Whether you like to cook or just enjoy eating, this gastronomic delight joins the pantheon of culinary-themed films like “Babette’s Feast” and “Eat Drink Man Woman,” interweaving two stories about creatively frustrated women who find professional fulfillment and, eventually, fame through cooking and writing about food.When Julia Child (Meryl Streep) arrives in Paris in 1948 with her diplomat husband, Paul (Stanley Tucci), she rhapsodizes in epicurean ecstasy over her first lunch: Dover sole sputtering in butter sauce. Floundering for a purpose in life, propelled by her passion for eating and enjoyment of shopping in fragrant French markets, Julia enrolls at Le Cordon Bleu and eventually collaborates with Simone Beck (Linda Edmond) and Louisette Bertholle (Helen Carey) to write a comprehensive French cookbook aimed at “servantless” Americans.
Intricately juxtaposed is the less-compelling 2002 dilemma faced by Julie Powell (Amy Adams), a downtrodden NYC Downtown Development administrative assistant who seeks solace by attempting all 524 butter-laden recipes in the first volume of “Mastering the Art of French Cooking” in 365 days in the tiny kitchen of the cramped apartment in Queens she shares with her long-suffering husband (Chris Messina) – and writing about her travails in a blog. Julie’s crowing glory is Julia’s duck en croute.
Adapted by writer/director Nora Ephron (“You’ve Got Mail,” “Sleepless in Seattle”) from Ms. Child’s posthumously published autobiography, “My Life in France” and Ms. Powell’s memoir, “Julie & Julia,” it also pays homage to supportive spouses – without whom neither woman might ever have achieved her goal.

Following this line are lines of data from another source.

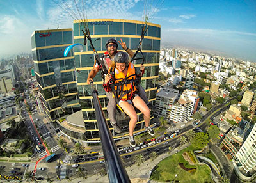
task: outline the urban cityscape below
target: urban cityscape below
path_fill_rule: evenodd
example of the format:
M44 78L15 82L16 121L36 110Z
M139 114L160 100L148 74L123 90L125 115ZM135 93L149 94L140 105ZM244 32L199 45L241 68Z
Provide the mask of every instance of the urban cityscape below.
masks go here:
M212 28L200 29L202 17L193 24L209 46L195 41L196 29L182 31L182 24L202 16L198 10L212 9L183 1L180 6L117 1L124 15L116 10L120 16L112 17L104 11L99 15L95 2L86 10L87 1L73 1L51 6L37 1L41 22L51 14L60 24L31 27L24 44L29 41L30 51L13 45L13 52L1 53L3 182L255 182L255 52L239 45L244 52L239 55L233 41L224 49L225 38L216 38ZM13 10L10 3L0 5ZM255 5L209 3L220 10ZM143 5L144 14L138 13ZM241 15L245 22L255 17L254 9ZM173 11L168 20L166 10ZM210 19L207 10L202 13ZM216 15L212 22L229 19L227 11L227 17ZM240 20L233 16L230 20ZM0 21L6 35L12 22L7 17ZM227 40L241 35L243 43L246 35L248 45L255 44L252 26L242 31L236 26ZM189 32L194 40L185 35Z

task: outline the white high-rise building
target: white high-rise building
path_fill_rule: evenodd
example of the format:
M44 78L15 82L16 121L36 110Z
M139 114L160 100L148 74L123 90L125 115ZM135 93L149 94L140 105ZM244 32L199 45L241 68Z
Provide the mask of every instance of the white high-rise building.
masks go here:
M181 95L178 102L172 106L170 119L175 123L184 122L191 116L193 107L194 102L189 97Z
M179 90L164 88L156 95L156 115L158 117L170 117L172 106L177 100Z
M36 98L37 106L38 106L38 112L44 113L44 106L40 98L40 93L38 92L36 95L35 95L35 97Z
M236 155L235 161L238 168L246 173L253 169L256 171L256 124Z

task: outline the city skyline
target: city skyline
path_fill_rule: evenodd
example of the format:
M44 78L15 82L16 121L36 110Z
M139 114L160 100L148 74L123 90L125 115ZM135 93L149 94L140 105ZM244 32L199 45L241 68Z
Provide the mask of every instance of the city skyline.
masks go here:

In yet another indelible, Oscar-caliber performance, Meryl Streep embodies 6’2” Julia Child, perfectly capturing her sing-song, vowel-elongating vocal cadence, while Amy Adams is charming as her ardent admirer – and kudos to food stylist Susan Spungen for the appetizing dishes. Unfortunately, when the director is also the writer, there’s no one around to call a halt, so some of the scenes drone on too long. But that’s a minor quibble. On the Granger Movie Gauge of 1 to 10, “Julie & Julia” is a foodie-friendly 9. Bon Appetit!